Synthesis of 2-Substituted-N-(P-substituted phenylthiazol-2-yl)acetamide derivatives (3a-r)

A mixture of 2-chloro-N-(P-substituted phenylthiazol-5-yl)acetamide (2a-c) (5.0 mmol) with different heterocyclic amines and K 2 CO 3 ( 10.0 mmol) in acetone taken in a round bottom flask and refluxed for 6-8 h.

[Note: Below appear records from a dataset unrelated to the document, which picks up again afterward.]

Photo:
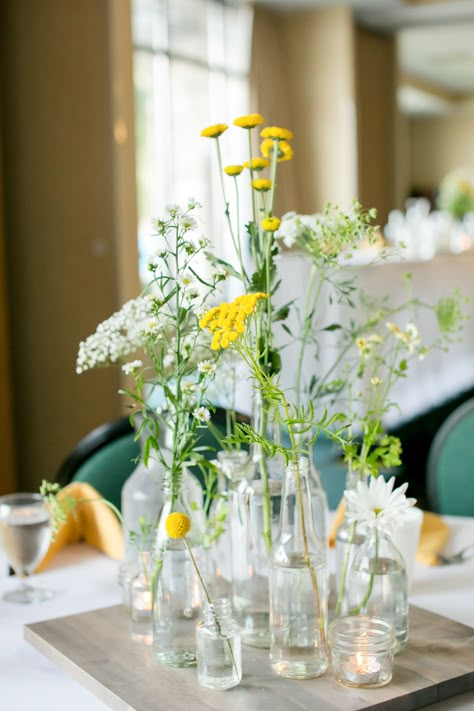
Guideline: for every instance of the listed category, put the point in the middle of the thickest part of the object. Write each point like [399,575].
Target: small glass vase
[377,584]
[141,600]
[255,515]
[219,654]
[298,584]
[234,466]
[177,590]
[350,537]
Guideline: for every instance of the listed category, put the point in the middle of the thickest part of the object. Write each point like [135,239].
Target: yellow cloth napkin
[92,522]
[433,536]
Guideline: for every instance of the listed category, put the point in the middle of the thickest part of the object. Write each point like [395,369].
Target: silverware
[459,557]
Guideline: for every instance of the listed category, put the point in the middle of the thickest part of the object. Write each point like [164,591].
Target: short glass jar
[362,650]
[219,656]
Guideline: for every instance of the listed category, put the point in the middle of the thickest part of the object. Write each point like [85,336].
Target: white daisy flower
[202,414]
[376,504]
[206,367]
[132,367]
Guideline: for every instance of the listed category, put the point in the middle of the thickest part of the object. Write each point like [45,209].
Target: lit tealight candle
[362,669]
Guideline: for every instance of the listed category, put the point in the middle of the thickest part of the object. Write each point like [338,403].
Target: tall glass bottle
[177,591]
[350,537]
[377,584]
[255,514]
[298,584]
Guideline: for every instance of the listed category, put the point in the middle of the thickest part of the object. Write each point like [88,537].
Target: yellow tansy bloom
[257,163]
[270,224]
[262,184]
[233,169]
[230,319]
[277,133]
[177,525]
[249,121]
[285,151]
[214,131]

The reaction was monitored on TLC. After the reaction completion, the solvent was removed by vacuum distillation and the residue was treated with sodium bicarbonate (5% w/v) to remove acid impurities. The residue was washed with water, dry and recrystallize with ethanol to give 2-substituted-N-(para substituted phenylthiazol-2-yl)acetamide derivatives (3a-r).

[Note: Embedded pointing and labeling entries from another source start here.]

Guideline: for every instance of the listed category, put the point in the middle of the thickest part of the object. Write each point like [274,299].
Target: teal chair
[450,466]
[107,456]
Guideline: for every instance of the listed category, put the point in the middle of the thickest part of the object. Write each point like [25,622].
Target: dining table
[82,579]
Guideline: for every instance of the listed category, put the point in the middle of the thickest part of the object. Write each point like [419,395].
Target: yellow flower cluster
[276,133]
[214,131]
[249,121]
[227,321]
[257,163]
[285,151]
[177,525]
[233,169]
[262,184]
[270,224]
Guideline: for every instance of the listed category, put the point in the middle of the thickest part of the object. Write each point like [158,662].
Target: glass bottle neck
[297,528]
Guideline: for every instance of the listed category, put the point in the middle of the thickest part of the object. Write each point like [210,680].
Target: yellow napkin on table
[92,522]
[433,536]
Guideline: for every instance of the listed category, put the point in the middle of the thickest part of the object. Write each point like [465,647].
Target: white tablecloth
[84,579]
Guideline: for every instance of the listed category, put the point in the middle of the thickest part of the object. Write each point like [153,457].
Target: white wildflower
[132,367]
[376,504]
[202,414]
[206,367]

N-(4-Phenylthiazol-2-yl)-2-(pyrrolidin-1-yl)acetamide 3a

Yield: 67%; m.p.: 142-144°C; IR (KBr) cm−1 : 3160 (N-H), 1668 (C=O), 1638 (C=N), 1556 (C=C), 1024 (C-N). 1 H-NMR (300 MHz, DMSO-d 6); d 1.74-1.79 (m, 4H, 2×CH 2 ), 2.61-2.68 (m, 4H, 2×CH 2 ), 3.40 (s, 2H, CH 2 ), 6.90 (s, 1H, thiazole), 7.49 (s, 1H, Ar-H), 7.98 (d, 2H, Ar-H J = 7.5 Hz), 8.21 (d, 2H, Ar-H J = 7.1 Hz), 10.32 (bs, 1H, CONH , D 2 O exchangeable). 13 C-NMR (75 MHz, DMSO-d 6); d 23.14, 59.92, 63.85, 129.22, 129.65, 143.38, 143.82, 151.61, 169.24 (C=O). ESI-MS: m/z 288.19, (M+). Anal. calcd for C 15 H 17 N 3 OS: C 62.69, H, 5.96, N 14.62. Found: C 62.76, H 5.98, N 14.66%.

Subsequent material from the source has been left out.